Riza Falk/rfalk@greeleytribune.com
For Ashley Andrews, every Tough Enough to Wear Pink Rodeo has a special meaning.

"It shows me people are willing to stand up and find a cure for cancer, not only breast cancer, but any kind of cancer," Andrews said.

Andrews, 22, the 2007 Miss Rodeo America, is a cancer survivor. She spent the weekend in Greeley for the 85th Greeley Stampede.

Andrews said was at the 2006 National Western Stock Show in Denver, just after she had been crowned Miss Rodeo North Dakota, when she realized something was wrong.

"I had lost three pant sizes, and I just felt tired and run down," Andrews said earlier this week.

Soon after arriving in Denver for the National Western, she was diagnosed with Hodgkin's Lymphoma and started chemotherapy treatments on Jan. 28 2006. She took treatments every other Tuesday for six months and was declared cancer-free Aug. 9.

The diagnosis, she said, was a shock.

"I'd never been sick in my life, and there was no history of cancer in my family.
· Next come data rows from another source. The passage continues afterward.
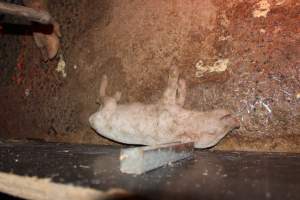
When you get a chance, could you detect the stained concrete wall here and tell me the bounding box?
[0,0,300,152]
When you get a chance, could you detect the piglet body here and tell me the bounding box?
[89,68,238,148]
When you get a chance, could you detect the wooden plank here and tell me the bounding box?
[0,172,129,200]
[0,2,52,24]
[120,142,194,174]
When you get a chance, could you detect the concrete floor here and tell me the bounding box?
[0,142,300,199]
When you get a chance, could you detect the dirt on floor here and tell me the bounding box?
[0,0,300,152]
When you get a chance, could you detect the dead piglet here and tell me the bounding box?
[89,67,239,148]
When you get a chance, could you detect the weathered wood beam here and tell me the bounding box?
[0,2,52,24]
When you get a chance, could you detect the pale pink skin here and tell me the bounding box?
[89,67,239,148]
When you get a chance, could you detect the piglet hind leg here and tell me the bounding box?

I just couldn't believe something like that could happen," she said. She is the youngest of six children to parents Bob and Rita Andrews of Bowman, N.D.
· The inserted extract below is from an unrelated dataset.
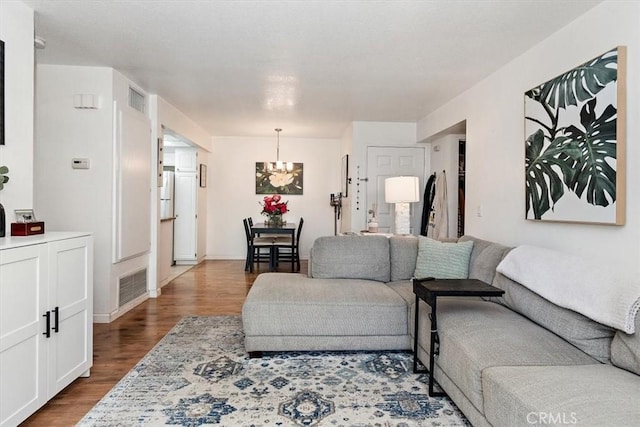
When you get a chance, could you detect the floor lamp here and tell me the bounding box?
[384,176,420,234]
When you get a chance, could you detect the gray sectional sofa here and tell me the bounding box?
[242,236,640,427]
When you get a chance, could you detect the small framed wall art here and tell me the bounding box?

But once recovered, the North Dakota cowgirl then captured the coveted Miss Rodeo America title last December at the conclusion of a weeklong competition, which featured 28 contestants from across the country at the 52nd Annual Miss Rodeo America Pageant in Las Vegas. It had been 24 years since a North Dakota resident had won the national title.

She came to Greeley to participate in the Miss Rodeo Colorado pageant and for Friday evening's North Colorado Medical Center Tough Enough to Wear Pink Rodeo. That stop was one of several she'll make this year. The Stampede is one of 100 rodeos she'll attend while traveling some 100,000 miles.

That means a year off from her studies at the University of Mary, a private Catholic college in Bismarck, N.D., where she is majoring in public relations and political science.

She admitted her future "is the million dollar question," but said she'd like to get involved in public policy either in government or with an agricultural group.

She will also continue to work with cancer awareness and her community work with such organizations as the Lance Armstrong Foundation, Ronald McDonald House, American Cancer Society and the North Dakota Cancer Coalition.